Global non-financial companies have issued a record amount of bonds so far this year as groups including Petrobras, Enel and SABMiller have taken advantage of cheaper borrowing costs and more favourable economic and market conditions.

Corporate bond issues have hit $386bn in the year to date, according to Dealogic. That surpasses the amount raised in the same period in 2009 when companies rushed to issue after markets had frozen in the aftermath of Lehman Brothers’ collapse.

This year’s surge in issuance comes as the cost of borrowing for a wide range of companies, from blue-chips to highly leveraged companies has fallen after a broad rally in corporate credit and as cash-rich investors in the US and elsewhere have been buying corporate bonds in an effort to boost their returns after the Federal Reserve pledged to keep interest rates near zero until 2014.

Jean-Marc Mercier, global head of debt syndicate at HSBC, said companies, mindful of the fact that banks may not lend to them and seeing that market conditions have improved this year, were choosing to go straight to the bond markets to raise money.

“The key is low rates,” said Jim Glascott, head of global debt capital markets at Barclays Capital.

This year, average spreads on investment-grade bonds have narrowed to 184 basis points from 234bp at the end of 2011, according to a Barclays index. Average yields this month fell to 3.27 per cent, the lowest level since the index began in 1973. Junk bond yields have dropped to 7.19 per cent from 8.36 per cent at the end of last year.

Last week, for instance, Phillips 66, a refining business being spun off by US energy group ConocoPhillips, raised $5.8bn selling bonds.

The last few years have demonstrated that the cost of raising money for companies can quickly rise for reasons potentially unrelated to financial health of a specific issuer, like a natural disaster in Japan or a stumble in the eurozone’s efforts to solve its debt crisis. “Treasurers see asymmetric risk to waiting,” said Mr Glascott.

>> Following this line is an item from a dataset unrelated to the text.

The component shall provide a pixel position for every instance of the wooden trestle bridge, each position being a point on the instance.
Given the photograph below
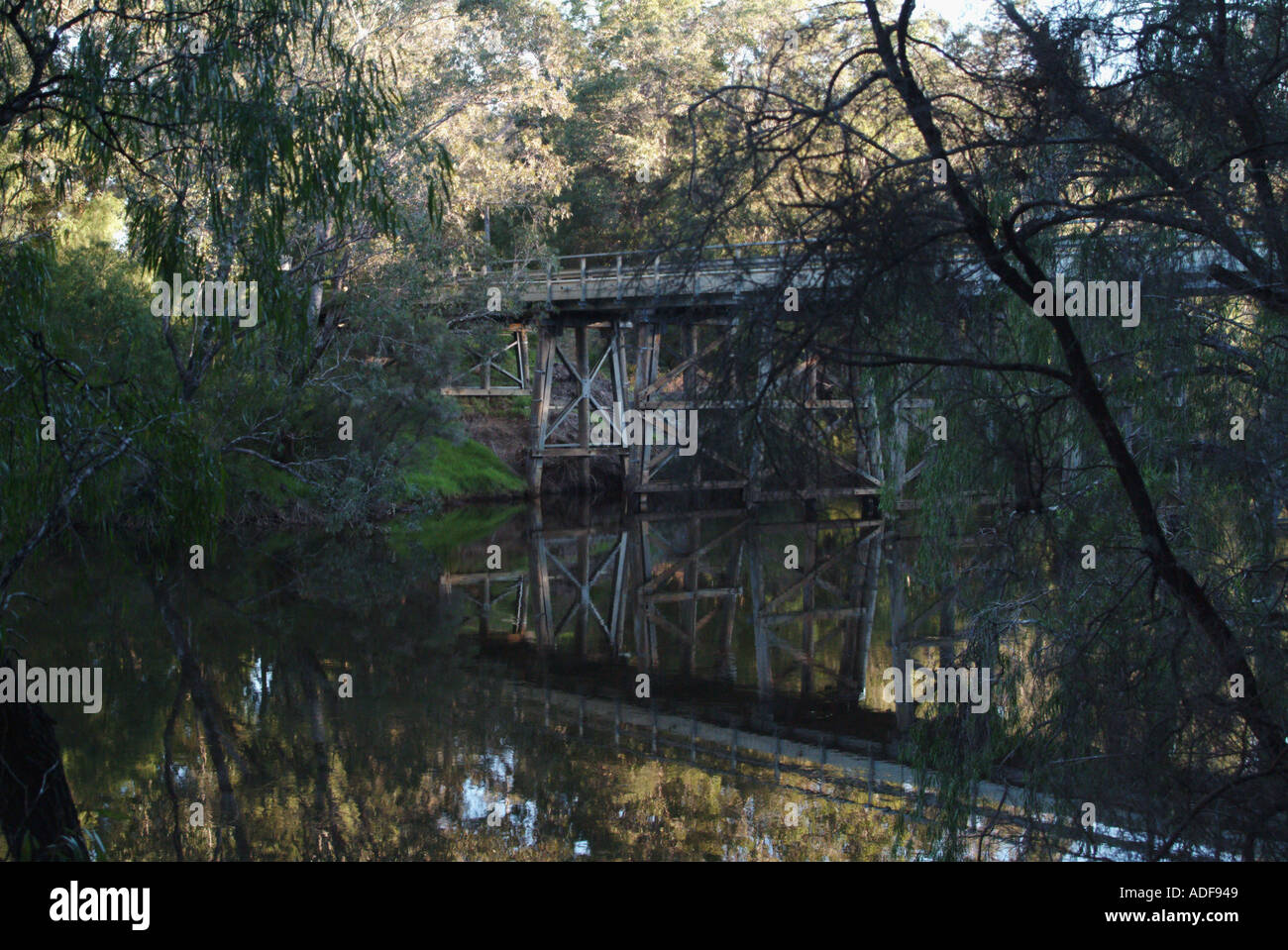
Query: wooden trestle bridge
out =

Issuance by corporates in Europe, Middle East and Africa – which at $126bn is below the record set in 2009 – is also being aided by more positive market sentiment.

Mr Mercier said that the $1tn injection of funds by the European Central Bank into the eurozone banking system had lifted sentiment in Europe. He said news that a majority of private bondholders had accepted the terms of a sovereign debt restructuring with Greece also “removed a big uncertainty that has been hanging over the market for the past 18 months”.